Genetic differentiation
Genetic differentiation of subgroups was calculated using Fst-based analysis of the SNP data (Table 3). The Fst coefficients showed that subgroup 2 could be considered as a subset of the whole panel used in this study with a very low Fst value as compared to the whole population (0.002). The Fst coefficients among the groups varied from 0.044 to 0.110, indicating moderate differentiation. The highest level of differentiation was observed between subgroups 4 and 5. In contrast, the lowest Fst coefficient was observed between subgroups 2 and 3.

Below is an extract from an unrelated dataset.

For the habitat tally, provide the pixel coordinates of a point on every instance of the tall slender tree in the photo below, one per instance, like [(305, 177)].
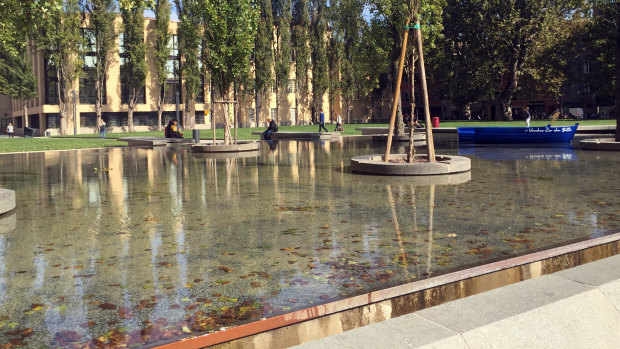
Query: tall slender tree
[(132, 12), (59, 38), (300, 40), (101, 16), (189, 47), (230, 30), (263, 56), (318, 44), (161, 53), (282, 48)]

The mean nucleotide diversity observed in subgroup 2 (9.77E-06) was similar to the whole panel (9.92E-06) (Table 3). The nucleotide diversity among accessions within the subgroups ranged from 7.32E-06 to 9.77E-06. Accessions from Group 5 showed lowest diversity in the population. The mean Tajima’s D values were positive for all the subgroups, which is an indication for balancing selection.
Linkage disequilibrium
LD among the SNPs was investigated between pairs of SNP markers from the seven chromosomes and then between pairs of SNP markers from the same chromosome. The average pairwise LD (r2) across the genome declined rapidly with increasing physical distance and most of the r2 values were below 0.05 (Figure 7). On average, LD declined from its initial value of 0.46 to 0.1 within approximately 3.5 kb. LD decays rapidly in chromosomes 1 and 4 (~1.5 kb) as compared to 3 and 7 (~7.2 kb), suggesting that a larger number of markers are required from chromosomes 1 and 4 than from chromosomes 3 and 7 for genome-wide association studies in pearl millet.